L'attitude évolue également face aux (tentatives de) défections de certains clients. Microsoft répond classiquement par des rabais spectaculaires, puisant dans son abondante trésorerie. Récemment, Microsoft a revu son attitude en refusant des rabais au gouvernement britannique. Microsoft lui a par contre proposé une gamme plus élargie de services et supports techniques aux administrations britanniques [13]. Microsoft, bientôt société de services... comme IBM ?
En matière de cohabitation avec la communauté Open Source, Microsoft doit donc encore clarifier sa position dans la durée.
Et si l'on regardait les faiblesses de l'Open Source ?
A force d'attendre la fin prochaine (?) de Microsoft****, on en viendrait presque à oublier les faiblesses de l'Open Source ! Nous pouvons en citer quelques-unes :
Certains produits présentent un caractère "générique". Ces clones de logiciels propriétaires atteignent souvent d'excellents niveaux de qualité (Open Office, Gimp, Linux,...)**. Cependant, ils se positionnent généralement trop tard pour inquiéter vraiment les entreprises propriétaires leaders du marché.
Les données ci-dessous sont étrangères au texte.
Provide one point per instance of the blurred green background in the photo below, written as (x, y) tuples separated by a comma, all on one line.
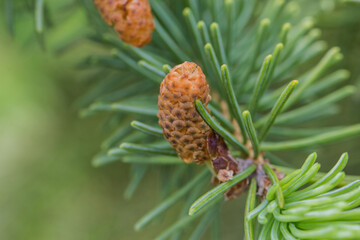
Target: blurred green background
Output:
[(48, 188)]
Ces dernières sont par contre forcées d'innover et d'ajuster leurs prix, voire de se repositionner sur le marché.
A tort ou à raison, certains observateurs -parfois à l'intérieur même de la communauté (Bruce Perens, par exemple [27])- voient une réelle menace juridique planer sur les logiciels libres / Open Source : Linux enfreignant des brevets logiciels [16], menaces liées à des brevets pesant sur le projet Open Office [26], GPL jugée trop floue, multiplication possible des plaintes comme celles de SCO,...
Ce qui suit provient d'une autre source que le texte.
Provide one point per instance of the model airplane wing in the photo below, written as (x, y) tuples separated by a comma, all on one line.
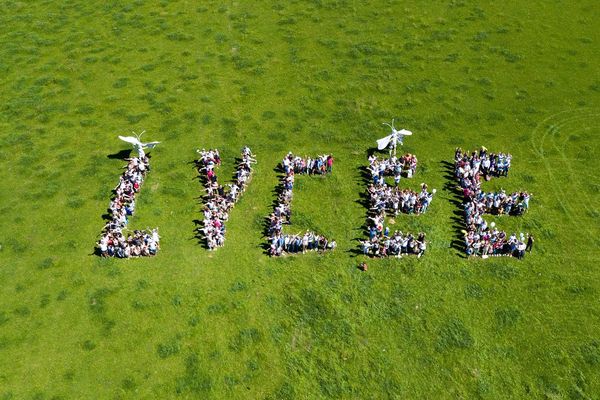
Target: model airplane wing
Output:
[(130, 139), (383, 142), (150, 145)]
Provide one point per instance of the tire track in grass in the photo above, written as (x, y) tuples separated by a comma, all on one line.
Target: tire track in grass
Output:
[(575, 177), (539, 149), (572, 176)]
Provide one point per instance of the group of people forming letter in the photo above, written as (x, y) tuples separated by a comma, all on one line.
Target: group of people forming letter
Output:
[(114, 242), (483, 239), (218, 201), (386, 200), (280, 243)]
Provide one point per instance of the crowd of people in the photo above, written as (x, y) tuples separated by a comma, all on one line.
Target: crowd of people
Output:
[(218, 200), (482, 239), (281, 243), (393, 200), (385, 200), (114, 242), (397, 244), (311, 166), (405, 165)]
Bref, en étant tendancieux, la fin de l'Open Source pourrait elle-aussi être prédite ! En réalité, l'évolution sera sans aucun doute plus longue et plus complexe.
Microsoft changera., comme Xerox ou IBM voici bien des années. Cependant, elle est encore loin l'époque où le géant de Redmond sera terrassé !
-----
* Pour information, Microsoft tire 46% des ses revenus de son logiciel Microsoft Office [11]...
** Tous ne sont pas des clones. De plus, l'élève finit parfois par dépasser le maître. La famille des outils Mozilla est ainsi reconnue pour sa qualité technique (sécurité, respect des standards,...) et ses innovations (navigation par onglet, bloqueur de popups, système anti-pourriel,...).
*** Le récente montée en puissance de MSN Messenger face à ICQ donne également une idée de la puissance de frappe de Microsoft, tant du point de vue technique que marketing (voir le comparatif [18], par exemple).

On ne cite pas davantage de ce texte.